By providing viable solutions to these problems, various studies have shown that there is a correlating impact on improved healthcare, education, investment in children, poverty reduction and other positive changes in society.

Today, there are almost 400 million registered mobile money accounts across sub-Saharan Africa.

Make the most of every channel

The high mobile phone penetration in Africa has been widely reported. However, what often goes unreported is the continued prominence of various technologies that are largely in other parts of the world. Two examples of these are USSD and SMS technology. With sub-Saharan Africa still predominantly a feature phone market, businesses have to depend on these technologies, that would be either unknown or archaic to the smartphone generation.

While smartphones are definitely the future, feature phones are not the relic of the past that many seem to think they are. According to a recent report, feature phones contributed to 23 percent of the total handset shipments in Q3 of 2018 and remains a sizable market

With this in mind, innovating for feature phones has to remain a priority. Not only because it provides an opportunity to make the most of existing knowledge but also because it makes it easier to bring as many of the benefits of the smartphone experience to users that are yet to come onboard.

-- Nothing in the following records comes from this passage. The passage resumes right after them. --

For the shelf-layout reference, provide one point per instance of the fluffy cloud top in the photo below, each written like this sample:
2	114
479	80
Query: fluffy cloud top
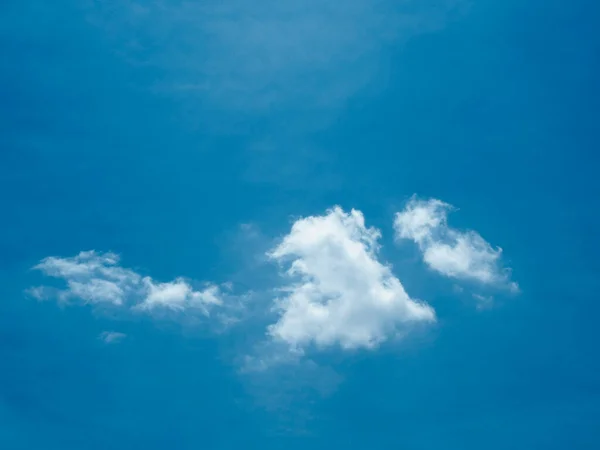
98	278
453	253
338	292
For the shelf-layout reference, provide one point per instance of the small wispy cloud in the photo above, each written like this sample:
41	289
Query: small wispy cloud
98	278
111	337
337	291
451	252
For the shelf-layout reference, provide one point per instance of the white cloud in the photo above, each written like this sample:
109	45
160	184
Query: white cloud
453	253
111	337
338	292
98	278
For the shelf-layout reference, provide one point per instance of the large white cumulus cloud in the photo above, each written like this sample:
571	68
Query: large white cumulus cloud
338	292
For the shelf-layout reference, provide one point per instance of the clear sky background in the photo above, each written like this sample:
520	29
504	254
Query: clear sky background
195	151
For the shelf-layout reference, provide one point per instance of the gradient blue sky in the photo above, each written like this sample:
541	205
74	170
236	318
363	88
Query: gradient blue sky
189	137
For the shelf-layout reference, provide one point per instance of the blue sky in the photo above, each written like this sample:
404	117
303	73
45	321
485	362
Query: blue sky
361	224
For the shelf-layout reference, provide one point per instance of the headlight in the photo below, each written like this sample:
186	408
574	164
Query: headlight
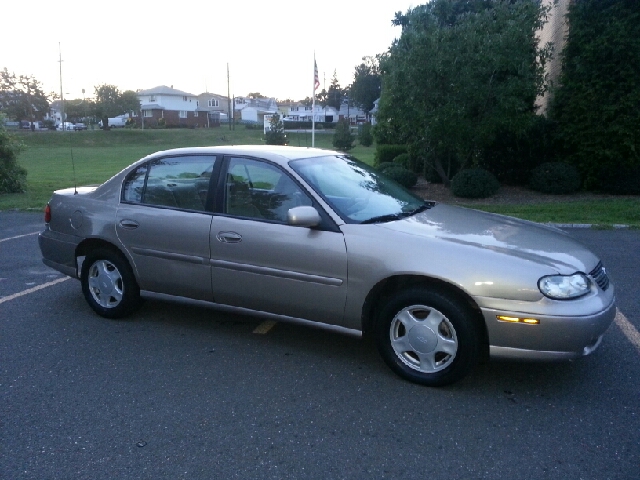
563	287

Focus on the customer and their needs

The need to focus on understanding the customer’s unique needs to deliver success is perhaps best illustrated in the African fintech story. The old misnomer of “if you build it, they will come” has been roundly disproved, with many established banks failing to convert low-income consumers to generic solutions of the formal financial system. On the other hand, fintech solutions that meet consumers where they are have seen quite remarkable adoption and customer retention.

For example, since Kenya’s M-Pesa launched in 2007, more than 85 percent of the country’s population has adopted mobile payment applications. Today, there are almost 400 million registered mobile money accounts across sub-Saharan Africa, increasing savings, consumption, investment and productivity across the region.

Don’t be afraid to take a (calculated) chance

One of the historical hindrances to credit and wider financial inclusion has been the absence of traditional credit histories for many unbanked people. The lack of documentation and credit records means it can be difficult for banks and financial institutions to do their due diligence. To find a way around this problem, African fintechs have had to use alternative data, such as mobile phone usage and school fee payment, combined with advanced behavioural APIs to ascertain credit-worthiness. Far from increasing the risk, these methods have shown to be more accurate than traditional credit scoring.

Not only does this approach open up the market to a new customer base, it also allows banks to automate various tasks in the process, freeing employees from monotonous data processing to provide insight and advice that will add real value to customers’ lives and livelihoods.

In some of the toughest and most unpredictable economic environments in the world, Africans have created successful solutions, changing many lives for the better in the process. With the ongoing changes and the uncertainty with what the global financial landscape of the future will look like, Africa’s fintech success story might just be the template for navigating this new world.